New Jersey’s Chris Christie has lowered property taxes three
times with a Democratic legislature. He cut spending, reformed pensions, and
took on the teachers unions. His stunning demonstration of leadership and
bipartisanship post-Superstorm Sandy taught the nation where to find the real
executive authority.
Susana Martinez of New Mexico is leading the fight to repeal
one of the last remaining “undocumented drivers license” laws in the country.
Budget surpluses in the land of Georgia O’Keefe have resurfaced following deep
cuts under her leadership.
Jan Brewer of Arizona pressed through a necessary provision
for law enforcement to check the immigration status of incarcerated suspects.
Citizenship-profiling, not race-baiting, is the order of the day for a border
state which has lacked support from the federal government.
For the first time since the Civil War, Arkansas Republicans
not only control the state legislature, but command a two-thirds majority.
While the generic media frenzy feeds off of GOP losses, this startling gain in “Dixie-crat”
Arkansas cannot be ignored.
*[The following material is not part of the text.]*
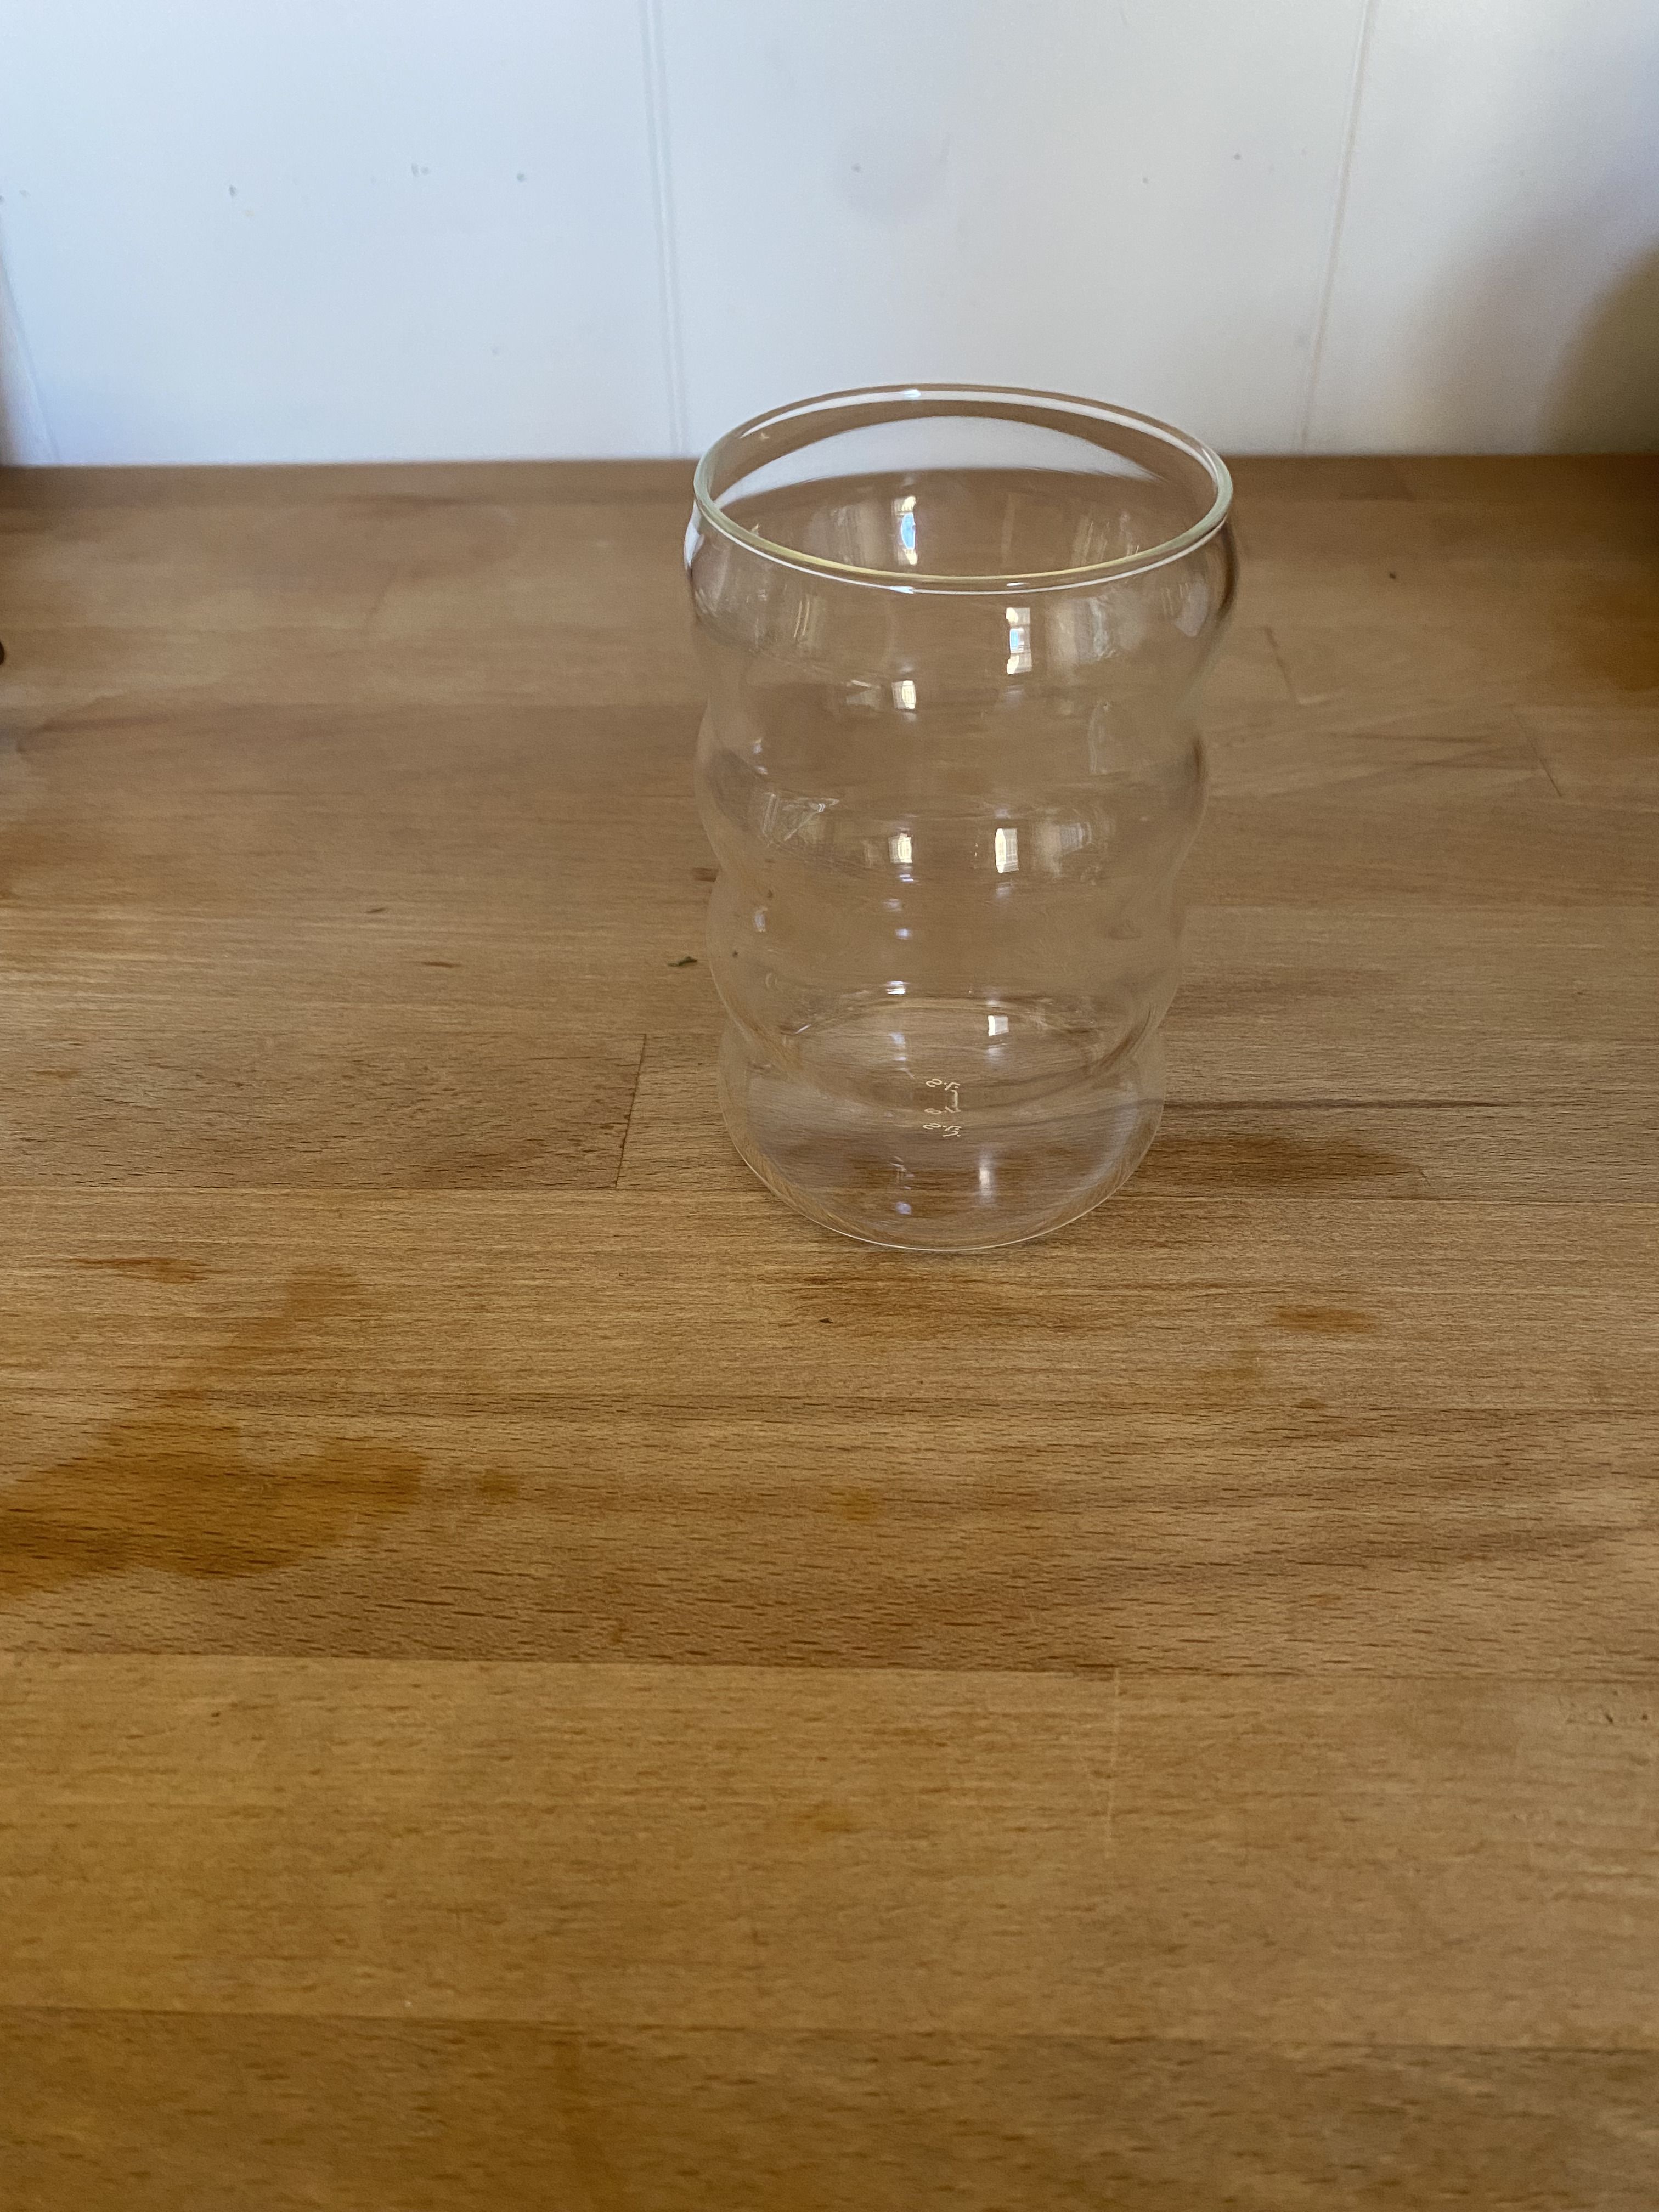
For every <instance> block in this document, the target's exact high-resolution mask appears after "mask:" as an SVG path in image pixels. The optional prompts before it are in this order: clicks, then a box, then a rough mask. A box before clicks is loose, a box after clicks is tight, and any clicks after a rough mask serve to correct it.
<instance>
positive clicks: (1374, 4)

Alabama also boasts a Republican supermajority in
both chambers of the state legislature, due in part to four defectors to the
GOP. Alabama engineered its own immigration reform, resulting in a net drop in
unemployment for all Alabamians.
Rick Perry of Texas may have flubbed in the Presidential
debates, but his state is taking in work, workers, and working for the good of
all. While California has sagged beneath
highest taxes, regulations, and unemployment, Texas continues to rebound.
Indiana under outgoing Governor Mitch Daniels witnessed
budget surpluses, privatization of state roads (with a profit for the public
coffers), right-to-work legislation, and now a voucher program. Indiana swung
uncharacteristically for Obama in 2008, returned to the right in 2012, and will
keep a right course under Governor-elect Mike Pence with a GOP supermajority.
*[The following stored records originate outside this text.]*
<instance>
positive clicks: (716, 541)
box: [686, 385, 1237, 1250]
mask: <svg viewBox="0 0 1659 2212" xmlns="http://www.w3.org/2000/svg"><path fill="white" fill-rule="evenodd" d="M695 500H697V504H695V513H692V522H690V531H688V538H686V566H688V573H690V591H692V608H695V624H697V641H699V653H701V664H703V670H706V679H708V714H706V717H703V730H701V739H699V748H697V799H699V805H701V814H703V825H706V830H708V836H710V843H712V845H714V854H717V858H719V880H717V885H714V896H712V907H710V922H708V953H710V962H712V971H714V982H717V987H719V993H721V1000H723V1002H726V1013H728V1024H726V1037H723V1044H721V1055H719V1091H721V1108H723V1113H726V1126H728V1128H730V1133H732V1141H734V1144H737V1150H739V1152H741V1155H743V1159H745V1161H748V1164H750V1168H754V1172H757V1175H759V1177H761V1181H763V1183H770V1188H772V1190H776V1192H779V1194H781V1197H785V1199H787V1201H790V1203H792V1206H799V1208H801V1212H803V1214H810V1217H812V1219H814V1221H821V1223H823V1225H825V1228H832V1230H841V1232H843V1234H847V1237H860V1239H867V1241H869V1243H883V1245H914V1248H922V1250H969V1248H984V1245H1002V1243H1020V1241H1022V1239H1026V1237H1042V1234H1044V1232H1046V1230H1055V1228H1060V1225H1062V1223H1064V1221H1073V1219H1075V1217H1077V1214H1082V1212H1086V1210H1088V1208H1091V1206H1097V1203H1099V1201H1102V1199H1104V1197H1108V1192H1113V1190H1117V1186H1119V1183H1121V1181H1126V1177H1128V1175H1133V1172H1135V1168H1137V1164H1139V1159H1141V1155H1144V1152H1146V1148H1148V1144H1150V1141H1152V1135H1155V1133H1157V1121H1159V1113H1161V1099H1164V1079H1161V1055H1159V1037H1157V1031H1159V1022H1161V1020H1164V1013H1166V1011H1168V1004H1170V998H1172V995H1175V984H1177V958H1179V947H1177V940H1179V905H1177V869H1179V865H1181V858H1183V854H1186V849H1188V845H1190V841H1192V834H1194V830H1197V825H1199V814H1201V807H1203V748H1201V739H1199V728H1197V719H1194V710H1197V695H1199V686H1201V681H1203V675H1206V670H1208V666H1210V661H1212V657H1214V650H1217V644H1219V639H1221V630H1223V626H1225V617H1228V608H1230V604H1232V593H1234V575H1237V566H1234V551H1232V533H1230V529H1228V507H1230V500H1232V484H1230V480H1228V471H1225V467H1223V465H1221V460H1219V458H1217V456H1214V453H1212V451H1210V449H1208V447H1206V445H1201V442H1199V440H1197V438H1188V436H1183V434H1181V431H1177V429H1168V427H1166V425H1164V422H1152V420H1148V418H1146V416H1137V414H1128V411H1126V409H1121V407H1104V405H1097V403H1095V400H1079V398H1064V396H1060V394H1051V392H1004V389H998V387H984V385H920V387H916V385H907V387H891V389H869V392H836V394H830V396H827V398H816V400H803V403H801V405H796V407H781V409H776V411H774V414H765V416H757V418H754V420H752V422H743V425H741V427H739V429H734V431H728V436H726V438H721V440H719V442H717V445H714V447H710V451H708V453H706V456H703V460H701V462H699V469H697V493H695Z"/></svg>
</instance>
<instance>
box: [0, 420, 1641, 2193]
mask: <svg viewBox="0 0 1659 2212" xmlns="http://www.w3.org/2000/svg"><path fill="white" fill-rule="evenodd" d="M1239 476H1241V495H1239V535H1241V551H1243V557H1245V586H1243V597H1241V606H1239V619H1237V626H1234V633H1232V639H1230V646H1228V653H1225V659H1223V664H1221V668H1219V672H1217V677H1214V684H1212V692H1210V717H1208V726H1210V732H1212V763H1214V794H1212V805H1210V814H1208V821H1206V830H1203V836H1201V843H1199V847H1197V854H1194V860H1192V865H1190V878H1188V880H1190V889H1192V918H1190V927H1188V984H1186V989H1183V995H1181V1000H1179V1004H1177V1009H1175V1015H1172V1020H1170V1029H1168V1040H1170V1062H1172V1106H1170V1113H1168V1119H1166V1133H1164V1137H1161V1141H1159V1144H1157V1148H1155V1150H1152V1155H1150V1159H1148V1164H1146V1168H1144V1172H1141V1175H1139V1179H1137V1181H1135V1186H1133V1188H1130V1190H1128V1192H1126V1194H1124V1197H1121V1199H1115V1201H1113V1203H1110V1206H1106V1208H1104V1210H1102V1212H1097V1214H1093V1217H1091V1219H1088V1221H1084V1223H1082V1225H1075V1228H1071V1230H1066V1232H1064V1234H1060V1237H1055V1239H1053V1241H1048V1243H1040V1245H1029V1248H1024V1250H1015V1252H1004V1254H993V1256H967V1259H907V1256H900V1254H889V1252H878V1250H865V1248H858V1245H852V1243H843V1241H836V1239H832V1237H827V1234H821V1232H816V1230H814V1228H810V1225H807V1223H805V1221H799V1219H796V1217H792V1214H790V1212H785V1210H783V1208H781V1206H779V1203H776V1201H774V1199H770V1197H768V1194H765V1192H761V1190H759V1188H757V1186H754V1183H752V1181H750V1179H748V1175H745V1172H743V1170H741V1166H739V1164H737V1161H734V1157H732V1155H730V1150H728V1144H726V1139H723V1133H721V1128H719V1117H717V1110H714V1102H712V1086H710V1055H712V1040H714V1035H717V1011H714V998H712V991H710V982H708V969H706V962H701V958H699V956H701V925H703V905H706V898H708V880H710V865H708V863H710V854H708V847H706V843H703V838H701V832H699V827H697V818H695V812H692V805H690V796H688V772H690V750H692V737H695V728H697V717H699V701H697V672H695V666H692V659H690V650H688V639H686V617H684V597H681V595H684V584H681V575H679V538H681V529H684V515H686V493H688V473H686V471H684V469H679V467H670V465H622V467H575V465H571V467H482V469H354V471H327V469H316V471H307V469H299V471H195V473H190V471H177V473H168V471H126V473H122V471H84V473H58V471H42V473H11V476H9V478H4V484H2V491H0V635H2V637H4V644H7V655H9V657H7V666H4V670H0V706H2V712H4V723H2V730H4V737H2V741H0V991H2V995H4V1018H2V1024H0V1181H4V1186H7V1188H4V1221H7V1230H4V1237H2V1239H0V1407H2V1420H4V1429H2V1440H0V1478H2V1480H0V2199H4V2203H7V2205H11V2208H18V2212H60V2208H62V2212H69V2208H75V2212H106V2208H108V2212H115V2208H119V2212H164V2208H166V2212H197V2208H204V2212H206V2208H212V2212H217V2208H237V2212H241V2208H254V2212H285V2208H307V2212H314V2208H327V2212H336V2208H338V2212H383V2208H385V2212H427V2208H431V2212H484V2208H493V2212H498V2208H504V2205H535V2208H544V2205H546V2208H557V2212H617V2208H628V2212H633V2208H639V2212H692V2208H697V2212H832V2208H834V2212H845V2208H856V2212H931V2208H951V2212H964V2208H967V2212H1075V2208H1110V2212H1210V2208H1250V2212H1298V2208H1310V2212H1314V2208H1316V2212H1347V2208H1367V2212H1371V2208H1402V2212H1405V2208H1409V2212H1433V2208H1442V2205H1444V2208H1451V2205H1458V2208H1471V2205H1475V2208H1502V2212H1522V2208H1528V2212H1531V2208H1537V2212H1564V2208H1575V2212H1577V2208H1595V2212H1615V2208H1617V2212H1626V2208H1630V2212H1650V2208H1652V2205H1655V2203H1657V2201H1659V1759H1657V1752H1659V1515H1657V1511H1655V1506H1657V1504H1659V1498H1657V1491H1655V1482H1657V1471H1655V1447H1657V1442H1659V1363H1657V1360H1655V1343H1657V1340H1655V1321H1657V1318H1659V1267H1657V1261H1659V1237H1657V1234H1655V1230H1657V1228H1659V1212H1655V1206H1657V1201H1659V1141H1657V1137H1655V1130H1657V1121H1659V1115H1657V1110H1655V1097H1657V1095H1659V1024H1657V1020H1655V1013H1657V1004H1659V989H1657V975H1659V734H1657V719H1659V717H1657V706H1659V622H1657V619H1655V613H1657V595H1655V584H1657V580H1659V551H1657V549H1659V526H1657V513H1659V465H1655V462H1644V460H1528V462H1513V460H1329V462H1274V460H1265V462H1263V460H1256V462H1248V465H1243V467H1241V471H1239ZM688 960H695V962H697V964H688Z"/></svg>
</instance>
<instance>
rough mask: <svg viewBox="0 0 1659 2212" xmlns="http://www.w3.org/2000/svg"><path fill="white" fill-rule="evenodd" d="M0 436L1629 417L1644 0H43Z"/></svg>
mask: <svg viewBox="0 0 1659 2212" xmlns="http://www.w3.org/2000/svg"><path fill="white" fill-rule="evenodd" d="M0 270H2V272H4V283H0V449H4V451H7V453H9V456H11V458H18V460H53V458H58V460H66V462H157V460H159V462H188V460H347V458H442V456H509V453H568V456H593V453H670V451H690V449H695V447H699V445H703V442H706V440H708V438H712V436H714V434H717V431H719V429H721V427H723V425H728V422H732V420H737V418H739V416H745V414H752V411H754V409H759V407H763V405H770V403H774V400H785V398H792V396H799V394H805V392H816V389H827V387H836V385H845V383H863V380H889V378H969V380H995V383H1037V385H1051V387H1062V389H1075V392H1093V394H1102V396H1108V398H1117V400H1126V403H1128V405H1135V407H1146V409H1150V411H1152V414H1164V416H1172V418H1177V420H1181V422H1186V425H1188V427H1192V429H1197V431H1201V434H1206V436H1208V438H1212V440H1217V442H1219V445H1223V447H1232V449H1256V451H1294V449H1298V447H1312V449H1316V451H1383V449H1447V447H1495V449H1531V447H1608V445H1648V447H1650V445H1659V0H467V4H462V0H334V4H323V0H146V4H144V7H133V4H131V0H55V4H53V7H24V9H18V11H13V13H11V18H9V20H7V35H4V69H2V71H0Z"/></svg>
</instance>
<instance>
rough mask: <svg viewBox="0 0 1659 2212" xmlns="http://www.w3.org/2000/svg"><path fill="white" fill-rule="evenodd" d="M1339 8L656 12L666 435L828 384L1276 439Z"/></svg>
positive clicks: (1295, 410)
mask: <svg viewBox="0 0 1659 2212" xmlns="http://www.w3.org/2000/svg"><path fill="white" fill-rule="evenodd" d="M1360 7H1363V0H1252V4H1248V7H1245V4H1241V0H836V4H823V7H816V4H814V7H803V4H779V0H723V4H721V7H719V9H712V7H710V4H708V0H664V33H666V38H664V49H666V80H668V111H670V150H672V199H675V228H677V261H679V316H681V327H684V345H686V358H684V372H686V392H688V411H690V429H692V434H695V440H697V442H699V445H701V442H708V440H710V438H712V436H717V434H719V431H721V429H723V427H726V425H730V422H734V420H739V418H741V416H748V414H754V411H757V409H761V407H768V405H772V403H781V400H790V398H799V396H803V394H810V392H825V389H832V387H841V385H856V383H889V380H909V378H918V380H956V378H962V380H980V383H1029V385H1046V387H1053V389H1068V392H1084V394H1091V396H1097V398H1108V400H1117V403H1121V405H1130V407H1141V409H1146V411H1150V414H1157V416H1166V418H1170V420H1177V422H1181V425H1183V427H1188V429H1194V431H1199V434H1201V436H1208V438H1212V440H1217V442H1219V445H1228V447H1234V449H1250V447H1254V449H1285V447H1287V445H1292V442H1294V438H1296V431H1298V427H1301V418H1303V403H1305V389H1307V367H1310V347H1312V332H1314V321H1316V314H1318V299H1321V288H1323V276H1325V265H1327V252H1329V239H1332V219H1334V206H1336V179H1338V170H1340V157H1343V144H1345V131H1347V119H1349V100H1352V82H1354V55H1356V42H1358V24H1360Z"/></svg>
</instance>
Wisconsin, the former home of the Progressives and
Collective Bargaining, has witnessed the turn-around against these outdated
programs. Scott Walker walked through budget reforms, tackling the high costs
of worker pensions and benefits and curbing collective bargaining rights. 18%
of Democrats supported his reelection post-recall. Post-2012, Walker’s GOP took
back the state senate and kept the state House. Lower taxes, mining rights, and
education reform will soon follow.
And now Michigan. The Great Lakes State serves as
headquarters for the auto industry, and by extension organized labor. Issuing a
reform bill which rivals the Wisconsin budget reforms of 2011 in importance and
legacy, Republican Governor Rick Snyder has signed into law “right to work”
legislation for public and private sector unions, the twenty-fourth state to
champion the Little Worker against Big Labor. The unions are showing their true
colors in Lansing, red-hot with rebellion, and forcing peace-loving supporters
to spill theirs, red as in blood. Union thuggery is on a full display, along
with the decline and fall of the Labor Union Empire.
GOP stalwarts in Massachusetts and California have less to
celebrate, so far, along with the GOP in Rhode Island and Illinois, where they
remain barely-mentioned opposition. Yet even Rhode Island instituted one of the
most comprehensive pension reforms in the country, and one of “Rhody’s” worst
performing schools submitted to massive layoffs and restructuring. California
leaders have back-pedaled on one projected tax increase, likely responding to
the growing exodus of residents out of the state. Massachusetts has lost a
house seat, and may join Michigan with the dubious distinction of net
population loss.
Keep your eyes on the states, GOP. Minority Republicans,
press for the best for your state, no matter what. 2013 and onward will bring
on the sharper repudiation that was so lacking in 2012.